In this film of the opening Mass of the Extraordinary Synod of Bishops on the Family in St. Peter's Basilica in Rome, view Pope Francis incensing and praying before the "traveling reliquaries" of St. Therese of Lisieux and of her parents, Blessed Louis and Zelie Martin, from 10:18 to 12:10. Sunday, October 5, 2014.
Louis Martin visited Rome at least twice in his lifetime. One hundred and twenty-nine years ago, when Therese was twelve, he made a pilgrimage through Europe with a priest friend, Father Charles Marie. On September 27, 1885, he wrote from Rome to his oldest daughter, Marie:
We finally arrived in Rome at six-thirty in the morning. For me. Saint Peter's is really the most beautiful thing in the world. I prayed for you, whom I love so much. It's so pleasant to pray here! . . .
During these visits to Saint Peter's, Louis, of course, prayed for his five daughters, including St. Therese, and remembered in prayer his wife, who had died eight years before:
I place you all in the grace of God and pray for you every day in Saint Peter's. The thought of your mother also follows me constantly.
[See A Call to a Deeper Love: The Family Correspondence of the Parents of Saint Therese of the Child Jesus, 1863-1885. Staten Island, New York: Society of Saint Paul, 2011, pp. 363-364.].
Two years later, in November 1887, he returned to Rome as part of a diocesan pilgrimage with Celine and Therese. It was then, on November 20, 1887, that Therese asked Pope Leo XIII for permission to enter the Carmel. Because she refused to leave the Pope's feet, she was carried out of the room by the Swiss Guards. But on May 17, 1925, her relics were warmly welcomed at Saint Peter's for the ceremony of her canonization. That night the outer facade of Saint Peter's was outlined with lamps for the first time since 1870.

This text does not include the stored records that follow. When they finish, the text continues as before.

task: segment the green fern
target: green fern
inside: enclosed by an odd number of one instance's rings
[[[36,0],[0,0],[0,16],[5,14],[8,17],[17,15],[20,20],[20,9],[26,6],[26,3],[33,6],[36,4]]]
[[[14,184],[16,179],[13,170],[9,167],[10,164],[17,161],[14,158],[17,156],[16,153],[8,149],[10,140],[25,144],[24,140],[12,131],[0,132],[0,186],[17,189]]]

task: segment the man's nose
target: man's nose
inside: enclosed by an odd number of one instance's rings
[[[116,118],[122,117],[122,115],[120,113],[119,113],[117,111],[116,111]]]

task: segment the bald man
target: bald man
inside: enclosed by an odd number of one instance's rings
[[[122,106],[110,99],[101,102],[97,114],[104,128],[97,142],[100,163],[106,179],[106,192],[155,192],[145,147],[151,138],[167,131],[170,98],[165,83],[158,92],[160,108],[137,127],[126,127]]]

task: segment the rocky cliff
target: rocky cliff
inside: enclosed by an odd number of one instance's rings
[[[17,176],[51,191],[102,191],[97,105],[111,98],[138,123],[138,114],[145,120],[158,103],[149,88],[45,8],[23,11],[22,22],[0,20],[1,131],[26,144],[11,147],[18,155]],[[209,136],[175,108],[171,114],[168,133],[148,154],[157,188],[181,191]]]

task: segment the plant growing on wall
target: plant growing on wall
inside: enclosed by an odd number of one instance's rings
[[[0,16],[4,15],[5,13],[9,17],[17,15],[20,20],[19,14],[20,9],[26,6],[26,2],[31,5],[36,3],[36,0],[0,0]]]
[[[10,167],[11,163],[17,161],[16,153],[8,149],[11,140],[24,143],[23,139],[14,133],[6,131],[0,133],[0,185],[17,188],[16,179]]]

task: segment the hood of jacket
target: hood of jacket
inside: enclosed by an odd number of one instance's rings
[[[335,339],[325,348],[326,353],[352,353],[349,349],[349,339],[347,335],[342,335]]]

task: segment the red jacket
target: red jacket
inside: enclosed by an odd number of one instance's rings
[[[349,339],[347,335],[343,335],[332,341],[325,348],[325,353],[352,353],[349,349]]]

The relics of St. Therese returned to Saint Peter's Basilica on October 19, 1997, when St. John Paul II declared her a Doctor of the Church. The relics of Blessed Louis and Zelie Martin were exposed for veneration in Saint Peter's Basilica in January 2009, soon after their beatification, and Pope Benedict XV received their relics in his general audience on Wednesday, January 14, 2009.